Em declarações à rádio francesa, o comissário da União Europeia para o mercado único, Thierry Breton, explicou que cada país europeu está a “agir em função dos últimos dados disponíveis nos seus países” e, “como o vírus se espalhou mais depressa nuns lados que noutros, naturalmente as medidas diferem de uns para outros”. A França já é o quinto país com mais casos confirmados – 1126, que resultaram em 19 mortes. Nos departamentos do Alto Reno e Esa, as escolas e os jardins infantis foram encerrados.

Também a Espanha viu uma subida acentuada de casos, com mais 173 casos de sábado para domingo, um crescimento de 20% em apenas 24 horas, passando agora um registo de 613 pessoas infectadas, das quais 17 morreram (com um aumento foi de 70%).

No Vaticano, que também já registou o seu primeiro caso confirmado, o papa Francisco, obrigado a falar aos fiéis, na sua habitual oração de domingo, através de um vídeo transmitido ao vivo pelo site Vatican News, mostrou a sua solidariedade com os infectados italianos e fora do país: “É uma oração estranha do Ângelus, com um papa enjaulado na biblioteca, mas estou a vê-los e estou próximo de vocês”.

Primeira morte na América Latina

Entretanto, um homem de 64 anos, que morreu este fim-de-semana na Argentina, tornou-se a primeira vítima mortal da epidemia na América Latina. Ao mesmo tempo que Colômbia e Costa Rica anunciavam os seus primeiros casos confirmados de coronavírus.

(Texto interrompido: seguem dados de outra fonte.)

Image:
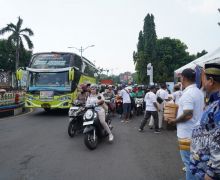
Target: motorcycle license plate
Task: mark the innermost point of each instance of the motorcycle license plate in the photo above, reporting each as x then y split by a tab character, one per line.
74	108
87	123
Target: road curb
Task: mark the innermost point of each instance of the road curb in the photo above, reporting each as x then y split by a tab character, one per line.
15	112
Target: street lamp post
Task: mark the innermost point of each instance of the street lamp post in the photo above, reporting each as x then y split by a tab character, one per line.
81	49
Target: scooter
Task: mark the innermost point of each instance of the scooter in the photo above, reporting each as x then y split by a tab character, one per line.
76	113
93	130
139	105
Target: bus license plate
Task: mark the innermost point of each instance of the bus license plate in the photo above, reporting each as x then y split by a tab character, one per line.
46	94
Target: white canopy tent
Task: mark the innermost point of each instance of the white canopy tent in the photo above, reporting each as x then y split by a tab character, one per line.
212	57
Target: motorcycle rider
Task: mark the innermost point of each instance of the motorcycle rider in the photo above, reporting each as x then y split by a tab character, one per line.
97	98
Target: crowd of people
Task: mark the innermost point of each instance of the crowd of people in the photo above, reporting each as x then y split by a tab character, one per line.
197	121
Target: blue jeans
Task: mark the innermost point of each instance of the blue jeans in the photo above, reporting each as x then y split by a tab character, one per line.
185	156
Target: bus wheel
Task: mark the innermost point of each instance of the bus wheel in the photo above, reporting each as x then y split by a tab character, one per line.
47	109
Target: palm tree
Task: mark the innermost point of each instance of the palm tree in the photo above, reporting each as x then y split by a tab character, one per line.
16	37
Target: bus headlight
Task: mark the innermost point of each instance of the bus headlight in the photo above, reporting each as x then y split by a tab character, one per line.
64	98
31	98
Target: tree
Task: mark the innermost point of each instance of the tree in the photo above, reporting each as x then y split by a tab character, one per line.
146	49
17	34
171	55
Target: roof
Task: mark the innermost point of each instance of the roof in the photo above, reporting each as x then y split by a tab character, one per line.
201	61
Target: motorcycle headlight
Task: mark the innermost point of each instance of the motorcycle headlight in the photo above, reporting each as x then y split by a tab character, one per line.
95	115
72	112
88	115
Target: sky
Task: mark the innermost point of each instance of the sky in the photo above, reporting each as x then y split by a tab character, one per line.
113	26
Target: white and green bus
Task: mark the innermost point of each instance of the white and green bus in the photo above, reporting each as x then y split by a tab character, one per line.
53	79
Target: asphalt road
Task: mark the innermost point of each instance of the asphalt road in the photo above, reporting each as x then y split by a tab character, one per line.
36	146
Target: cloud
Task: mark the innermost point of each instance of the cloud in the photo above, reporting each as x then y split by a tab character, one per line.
205	7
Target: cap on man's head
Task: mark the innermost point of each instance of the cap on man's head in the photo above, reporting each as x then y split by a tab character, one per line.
189	73
152	87
212	69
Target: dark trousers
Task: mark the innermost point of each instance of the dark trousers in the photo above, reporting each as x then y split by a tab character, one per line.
147	116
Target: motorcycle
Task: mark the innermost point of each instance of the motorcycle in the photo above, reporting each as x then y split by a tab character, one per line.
139	105
93	130
76	113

Ao mesmo tempo, o Irão registava este domingo o maior número de mortes em 24 horas, com 49 pessoas a não sobreviver à infecção, aumentando para 194 as mortes desde o início da epidemia (terceiro país com mais mortos).

Os Estados Unidos começaram a registar as suas primeiras vítimas na Costa Leste. Até agora, a epidemia, que já chegou a 30 estados do país, ainda não se tinha espalhado de costa a costa, mas a morte de duas pessoas na Flórida, este domingo, marca as primeiras vítimas mortais no lado oriental do país, levando Nova Iorque a decretar o estado de emergência.